Kwestie związane z cyberbezpieczeństwem to trudny temat. Nie ze względu na konieczność posiadania specjalistycznej technicznej wiedzy, lecz ze względu na to, że przez wiele osób, przez lata był i niestety często nadal jest po prostu bagatelizowany. Tymczasem najnowsze raporty dotyczące skali cyberzagrożeń, zaawansowanej kampanii dezinformacyjnej oraz seria ataków wymierzona w polskich polityków to donośny sygnał alarmowy, którego dłużej ignorować nie można. Jak wynika z danych Cisco Umbrella, w aż 86% organizacji przynajmniej jeden użytkownik próbował połączyć się z witryną phishingową, prawdopodobnie poprzez kliknięcie w link znajdujący się w wiadomości. Co to oznacza w praktyce? Mniej więcej tyle, że praktycznie w każdej firmie i organizacji w Polsce przynajmniej jeden pracownik był obiektem cyberataku. A jeśli do tego zostawienia dodamy także przedstawicieli administracji rządowej, posłów, senatorów i ministrów – dostaniemy dość wierny obraz skali całego zjawiska. Brzmi dość groźnie? To dopiero początek…
Phishing na co dzień
Fakt, że w 2020 niemal w każdej organizacji, firmie i instytucji przynajmniej jeden użytkownik próbował połączyć się z witryną phishingową (metoda wyłudzania danych), prawdopodobnie poprzez kliknięcie w link znajdujący się w wiadomości – to jedynie wierzchołek góry lodowej. Warto zwrócić uwagę, że w pozostałych kategoriach świadomość użytkowników również nie była zbyt wysoka.

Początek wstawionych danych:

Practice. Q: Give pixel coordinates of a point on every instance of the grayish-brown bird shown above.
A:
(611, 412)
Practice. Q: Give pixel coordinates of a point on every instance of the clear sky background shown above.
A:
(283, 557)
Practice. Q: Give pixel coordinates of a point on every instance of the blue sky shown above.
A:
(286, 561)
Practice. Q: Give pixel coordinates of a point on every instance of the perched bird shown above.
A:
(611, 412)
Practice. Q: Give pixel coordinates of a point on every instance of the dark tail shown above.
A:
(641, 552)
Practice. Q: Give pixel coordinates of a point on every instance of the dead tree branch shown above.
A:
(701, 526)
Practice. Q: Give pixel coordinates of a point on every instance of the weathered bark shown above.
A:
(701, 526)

- W 70 procent organizacji znaleźli się użytkownicy, którym prezentowano złośliwe reklamy w przeglądarce.
- 51 procent firm spotkało się z aktywnością związaną z ransomware.
- 48 procent organizacji wykryło złośliwe oprogramowanie wykradające informacje.
Z informacji potwierdzonej przez kierownika zespołu CERT Polska, CSIRT NASK – badającego przypadki włamań w domenie publicznej – wynika, że od końca listopada 2020 roku przypadków przejęć kont należących do polityków dochodziło przynajmniej kilkanaście razy. Do czego wykorzystywane były pozyskane w ten sposób dane oraz same przejęte konta? Możliwości jest całkiem sporo. mogą być wykorzystywane do udostępniania fałszywych informacji związanych z relacjami Polski z sojusznikami w NATO, a także informacji o charakterze społeczno-obyczajowym, wzbudzających kontrowersje i polaryzujących opinie.
Nie jest też żadną tajemnicą, że serię cyberataków o charakterze dezinformacyjnym obserwujemy regularnie w zasadzie co najmniej od 2016 roku, natomiast eskalację tego typu działań związaną już bezpośrednio z przejmowaniem kont pocztowych oraz profili z mediów społecznościowych zaczęto odnotowywać właśnie od końca listopada 2020 roku.
Cel: chaos i eskalacja napięć
Jaki jest cel tych działań? To dość oczywiste. Chodzi o wywoływanie chaosu i podburzanie opinii publicznej. Eskalowanie napięć i podziałów w społeczeństwie, a przede wszystkim kampanie mające na celu ośmieszać Polskę na arenie międzynarodowej i obniżać jej znaczenie w kontekście geopolitycznym.
Dość spektakularnym przykładem zakrojonej na szeroką skalę kampanii dezinformacyjnej był cyberatak na mailowe i Twitterowe konto szefa KPRM Michała Dworczyka. W toku całej operacji ujawniano informacje wpisujące się w trzy kategorie:
– informacje fałszywe,
– informacje częściowo prawdziwe, ale zmanipulowane
– informacje prawdziwe (dla uwiarygodnienia autentyczności przekazu dwóch powyższych kategorii).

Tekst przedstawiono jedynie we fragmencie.